14. Finding Your Identity by Analyzing Others’: First Semester Writing Syllabus
The teaching of writing to English Language Learners (ELL) is a hotly debated topic in the ESL and Composition communities: Should ELL students be mainstreamed or interspersed with native speakers? What kind of special skills do composition teachers need to possess in order to best serve their ELL students? While these questions are endlessly fascinating to debate, they are ultimately moot. The real question is, "How can we best teach our students (NS and NNS) to write in an academic environment?" The simple answer: teach them the language they need (ie Academic English) and genre conventions because, while it's obvious in hindsight but hard to initially realize, no one is raised speaking and writing in Standard Academic English. Therefore, I have created a first semester writing syllabus that attempts to teach students some of the academic language, academic skills, technical skills and genre conventions they will need to succeed in college.
15. Instructor Commentary on L1 and L2 First-year Writing: A look at my own practices
Composition teachers have recognized the importance of teacher feedback, and many scholars have offered advice on how (or how not) to provide feedback to student writing. More recently, scholars have begun to address teacher response on second language writers’ texts specifically. As the differences between L1 and L2 writing have long been acknowledged, it would hold true that teacher response to these forms of writing should also be different. However, limited work has been done on teacher commentary provided on texts that include both L1 and L2 writing. In my study, I observe similarities and differences in the types and amount of feedback I provide to my own composition students in a combination English 102/108 class.

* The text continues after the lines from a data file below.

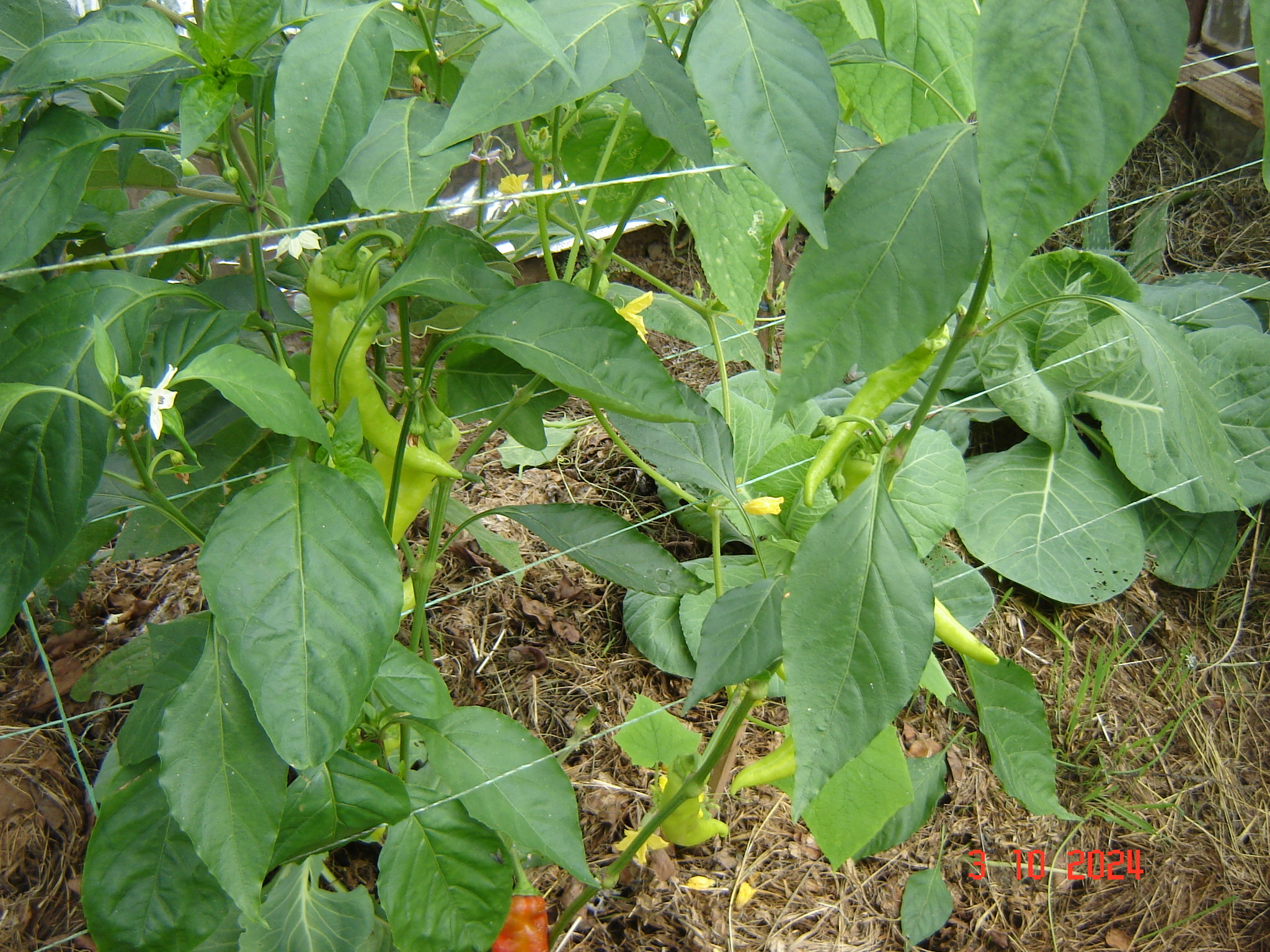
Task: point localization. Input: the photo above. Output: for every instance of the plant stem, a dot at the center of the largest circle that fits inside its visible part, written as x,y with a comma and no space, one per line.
733,719
966,329
630,455
717,545
155,494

16. Guyane: Socio-politics of Language Policies
French Guiana (Guyane) has a complex and convoluted past, which encompasses social-economic-political hierarchies and structures of oppression. Events in the past have created a present-day multilingual context and landscape within the region, as well as disparities within and throughout the education system/structure. Looking at the linguistic situation within this region, common practices and how they fit in with language learning, I consider the language policies created and implemented within the French education system and their effects on Linguistic Human Rights.